Öte yandan AKP’nin “imar barışı” olarak da duyurduğu bir diğer düzenlemeyle ise Türkiye genelinde kaçak, kural dışı yapılar kayıt altına alınacağı ve iskân verileceği belirtiliyor.

Mimarlar Odası Başkanı Eyüp Muhcu, bu düzenlemenin “imar değil rant barışı” olduğu görüşünü dile getiriyor.

Cumhuriyet’ten Hazal Ocak’ın haberine göre Muhcu, “Rıza Sarraf’ın kaçak yalısından Kapadokya’daki otellere kadar birçok kaçak bina yasallaşır” diyor.

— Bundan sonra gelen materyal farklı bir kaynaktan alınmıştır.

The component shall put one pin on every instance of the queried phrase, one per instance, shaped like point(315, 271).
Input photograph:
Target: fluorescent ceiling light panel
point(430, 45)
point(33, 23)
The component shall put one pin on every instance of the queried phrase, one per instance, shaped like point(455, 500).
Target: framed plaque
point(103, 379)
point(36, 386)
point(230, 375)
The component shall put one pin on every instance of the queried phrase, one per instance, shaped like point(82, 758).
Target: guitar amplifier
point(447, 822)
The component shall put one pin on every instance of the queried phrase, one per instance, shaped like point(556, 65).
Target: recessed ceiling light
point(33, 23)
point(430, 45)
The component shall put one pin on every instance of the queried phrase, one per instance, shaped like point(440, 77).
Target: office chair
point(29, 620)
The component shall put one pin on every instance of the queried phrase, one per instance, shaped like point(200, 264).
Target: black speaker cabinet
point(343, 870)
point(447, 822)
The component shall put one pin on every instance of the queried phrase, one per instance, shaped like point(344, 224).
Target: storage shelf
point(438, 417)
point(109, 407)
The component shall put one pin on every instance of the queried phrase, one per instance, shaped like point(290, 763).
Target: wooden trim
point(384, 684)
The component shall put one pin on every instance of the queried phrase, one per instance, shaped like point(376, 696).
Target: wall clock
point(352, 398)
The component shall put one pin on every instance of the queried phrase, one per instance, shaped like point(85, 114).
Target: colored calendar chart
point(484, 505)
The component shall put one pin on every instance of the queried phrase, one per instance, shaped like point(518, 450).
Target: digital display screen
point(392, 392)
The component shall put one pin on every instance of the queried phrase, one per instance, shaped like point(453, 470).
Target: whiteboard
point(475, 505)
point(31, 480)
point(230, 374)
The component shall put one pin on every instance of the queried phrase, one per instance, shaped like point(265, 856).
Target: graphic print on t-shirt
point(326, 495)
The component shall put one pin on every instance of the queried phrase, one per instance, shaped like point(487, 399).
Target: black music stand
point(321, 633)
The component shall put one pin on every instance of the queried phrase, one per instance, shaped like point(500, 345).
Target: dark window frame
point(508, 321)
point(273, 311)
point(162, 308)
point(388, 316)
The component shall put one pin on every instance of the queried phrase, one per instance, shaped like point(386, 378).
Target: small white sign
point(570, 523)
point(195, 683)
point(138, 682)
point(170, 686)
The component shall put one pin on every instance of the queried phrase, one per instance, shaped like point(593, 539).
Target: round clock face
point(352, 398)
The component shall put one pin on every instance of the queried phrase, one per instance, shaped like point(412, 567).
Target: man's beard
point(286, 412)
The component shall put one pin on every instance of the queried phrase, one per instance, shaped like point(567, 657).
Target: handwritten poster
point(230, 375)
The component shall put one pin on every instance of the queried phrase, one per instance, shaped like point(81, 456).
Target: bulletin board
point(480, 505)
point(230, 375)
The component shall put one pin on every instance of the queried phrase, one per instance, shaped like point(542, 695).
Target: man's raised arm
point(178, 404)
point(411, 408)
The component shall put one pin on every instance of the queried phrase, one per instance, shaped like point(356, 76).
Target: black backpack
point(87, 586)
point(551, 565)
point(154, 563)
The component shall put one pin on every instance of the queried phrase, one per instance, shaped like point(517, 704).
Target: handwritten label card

“Bu açık bir imar affıdır” diyen Muhcu, “Üstü kapalı bir şekilde imar barışı adı altında gündeme getirilmektedir. Deprem de bir bahane olarak öne sürülmektedir. Sağlam yapıların oluşturulması söz konusu değildir. Söz konusu imar affıyla birlikte kaçak, kural dışı yapılan ve kamu denetim olmadan üretilen yapılar sanki sağlammış gibi kayıt altına alınacak ve iskân verilecek” ifadesini kullanıyor.

Son dönemde yapılan yüksek yapılar ve TOKİ’nin aracılık ettiği pek çok yapının kamu denetimi olmadan gerçekleştirildiğini hatırlatan Muhcu, sözlerine şöyle devam ediyor: 

“Bu yapılarla ilgili kural dışı eklemeler ve ilave katlar söz konusu. Bunların deprem açısından güvenli olduğunu iddia etmek mümkün değil. Yurttaşların mağduriyetinin giderileceği de doğru değil. Çünkü söz konusu işlemin kamu yararıyla bir ilgisi yok. Söz konusu imar affıyla kamu arazilerinin işgalinin yoğunlaşması, yeni ilave ve kaçak yapılaşmaların yapılması söz konusu. Seçim sürecinde kaçak uygulamaların hızlanacağını tahmin ediyoruz. Asıl amaç seçim sürecinde vatandaşların oylarını toplamak. Ekonomik krizi bir ölçüde rahatlatmak için vatandaşlardan para toplamayı hedefliyorlar. Son 16 yıldır iktidar tarafından korunan kimi inşaat firmaları ve kimi sermaye grupları aracılığıyla kural dışı ve yasalara aykırı yapılaşma gerçekleştirilmiştir. Bütün bu yapıların yasalaştırılması esas ve gizlenen amaçlardan biridir. Bir diğer amaç ise TOKİ’nin aracılık ettiği, koruduğu iktidar yanlısı büyük inşaat firmalarına yeni inşaat alanlarının oluşturulması için altyapı oluşturmaktır. 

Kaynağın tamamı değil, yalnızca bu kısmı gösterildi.